In June of this year the second wing, the Center for Ocean Biochemistry and Climate Change, was ready for staff. The last group of employees will soon be getting ready to move into their wing, The Center for Ocean Health, is expected to be move-in ready for the remaining staff at the West Harbor location in mid-November.

“When people are going through a lot of change it can be fairly uncomfortable for them and I can understand that they would feel uneasy and uncertain,” Shimmield said. “We are trying quite hard to ensure that with the new move here we are focusing on putting people first and making sure we have better policies in place for career development and progression and emphasis on professional training aspects. We have been hiring a lot of new people and also wanted to make sure our environment is as safe and informative as it can be.”

Currently there are 68 employees at Bigelow, 10 have been hired over the last year. Of those, four are from the Boothbay region: Valerie Augustine is Shimmield's new assistant; Tim Pinkham was hired as deputy facilities manager, Sara Yentsch is the new marketing director for the culture collection, and Kimberly Reed, receptionist.

“As we grow the scientific base we will be hiring internationally, but with those positions we will be adding support and administrative positions that are year-round, and come with good salaries for people in the community,” Shimmield said.

Just what did employees say about Bigelow the workplace? The number one response, communicated with enthusiasm, for four long-time employees was “community.”

Senior research scientist Paty Matrai arrived in Boothbay, and Bigelow, from Miami 17 years ago. “There is something about the lifestyle of the community.

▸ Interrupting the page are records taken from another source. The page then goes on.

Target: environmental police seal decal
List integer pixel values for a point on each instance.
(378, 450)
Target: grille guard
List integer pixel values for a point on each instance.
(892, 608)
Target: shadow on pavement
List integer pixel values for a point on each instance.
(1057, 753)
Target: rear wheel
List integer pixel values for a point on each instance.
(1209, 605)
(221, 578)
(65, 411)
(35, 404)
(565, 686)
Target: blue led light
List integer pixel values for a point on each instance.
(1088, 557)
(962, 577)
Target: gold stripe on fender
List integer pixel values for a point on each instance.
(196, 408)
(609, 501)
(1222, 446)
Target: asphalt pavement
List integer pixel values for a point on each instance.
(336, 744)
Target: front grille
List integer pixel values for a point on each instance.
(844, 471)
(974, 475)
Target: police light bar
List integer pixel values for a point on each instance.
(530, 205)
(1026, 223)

There is something about the spirit of this institution; it is a community of people who collaborate and have similar values even though they come from all different kinds of places.”

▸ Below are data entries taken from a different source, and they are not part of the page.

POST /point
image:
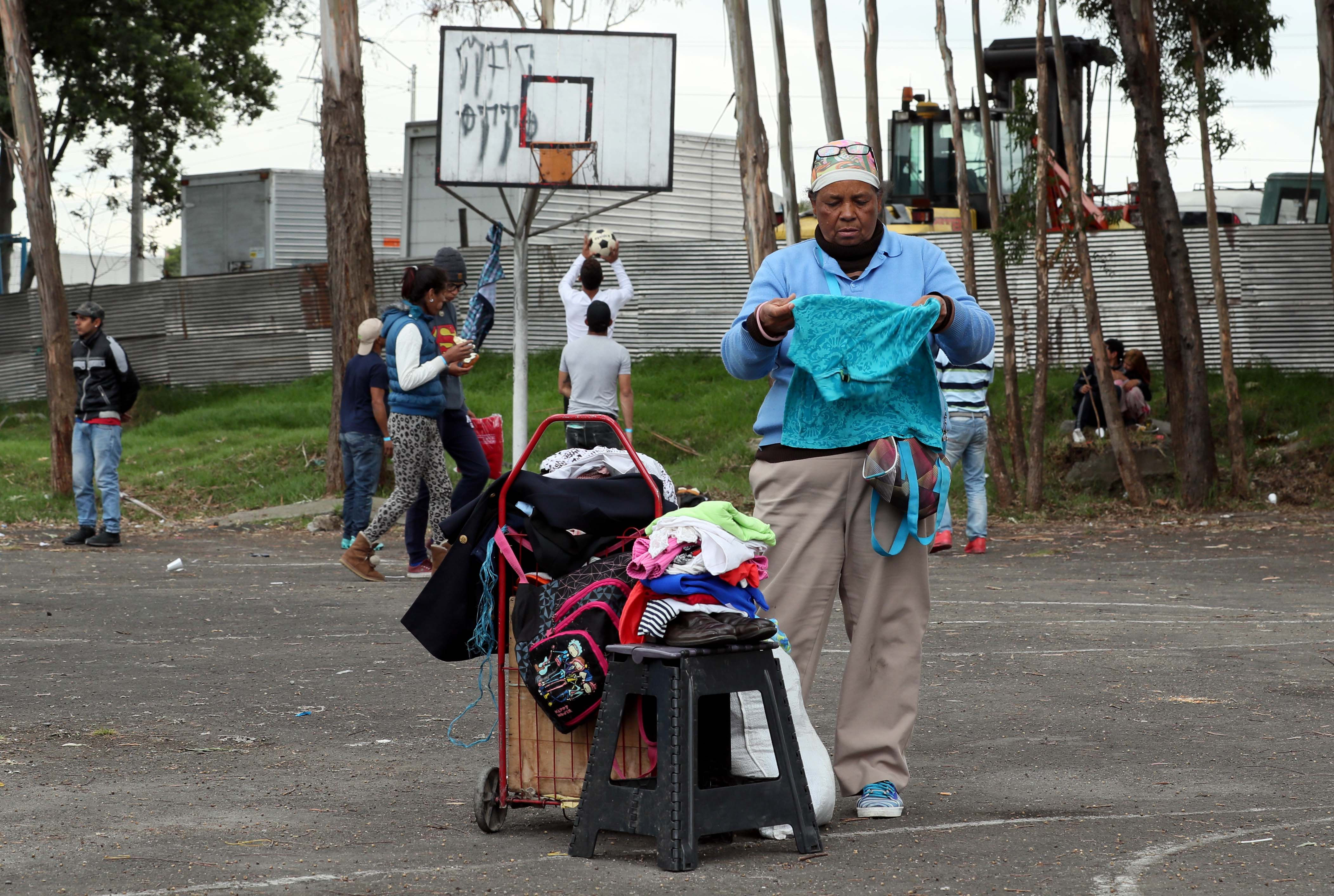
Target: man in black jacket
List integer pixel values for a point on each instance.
(106, 388)
(1088, 399)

Research Associate Brian Thompson is a Wiscasset native now living in Boothbay has been with Bigelow for 15 years. He cited the lab's “family atmosphere,” the new facility and its location.

“What matters to me the most as far as being happy in an ideal working space is to do science and to have a work space I can do it well in,” Thompson said. “The investment in a new facility, that is state-of-the-art, where we can do our work to the best of our ability means everything to me.”

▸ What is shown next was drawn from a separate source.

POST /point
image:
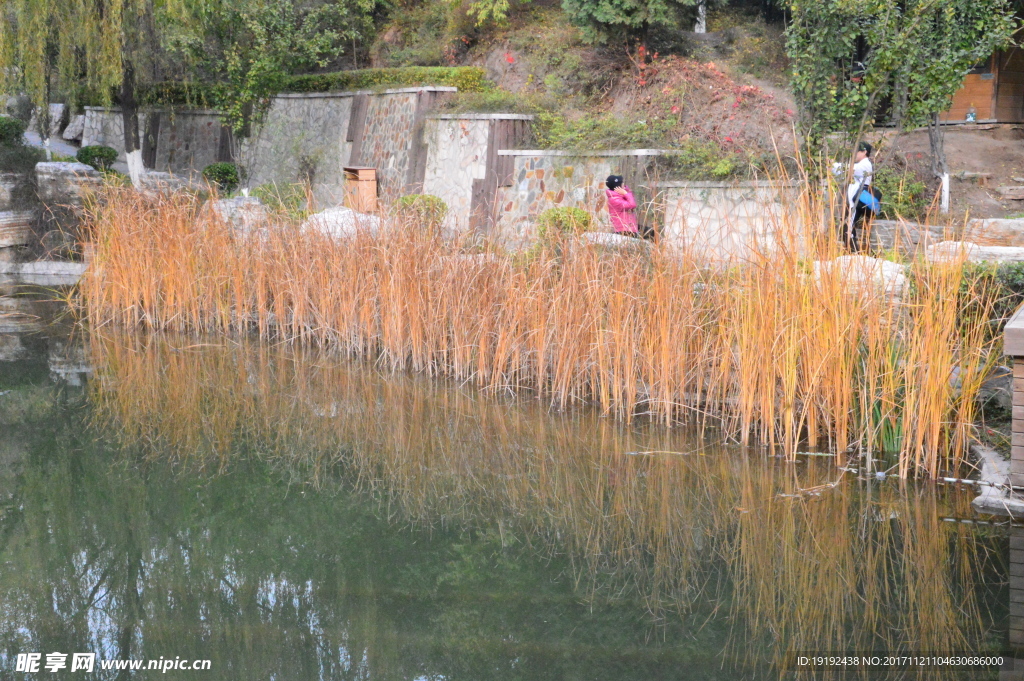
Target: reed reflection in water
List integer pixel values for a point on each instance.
(800, 557)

Wendy Bellows has been with the lab since 1977 as safety officer and research assistant who has done a little bit of everything.

“I like the fact that everyone seems to communicate well here within the scientific groups, not isolated in little compartments,” Bellows said. “It's almost like working with a big family. Everyone looks out for one another … it's just a cool place to be. We share more than equipment – we share thoughts and ideas.”

Research Associate Dave Drapeau lives in Boothbay and has been with Bigelow since 1995.

“I feel like its a family-type atmosphere as busy as everyone is. Bigelow takes pretty good care of us here, the benefits are good, and we just moved into this beautiful place. This was talked about when I got here … to see it actually, finally, happen is pretty cool. And I think its given everyone a moral boost as well.”

Drapeau was a member of the personnel committee that decided Bigelow should pursue the program. “We all had tempered expectations. You don't know what you're up against. The way that Bigelow is funded, there are limitations on what we can do for people. There are things we can't do that private or larger companies can. We thought we would find out what we could do better. I don't think anyone expected these results, I think its a testament to how good everyone is feeling right now.”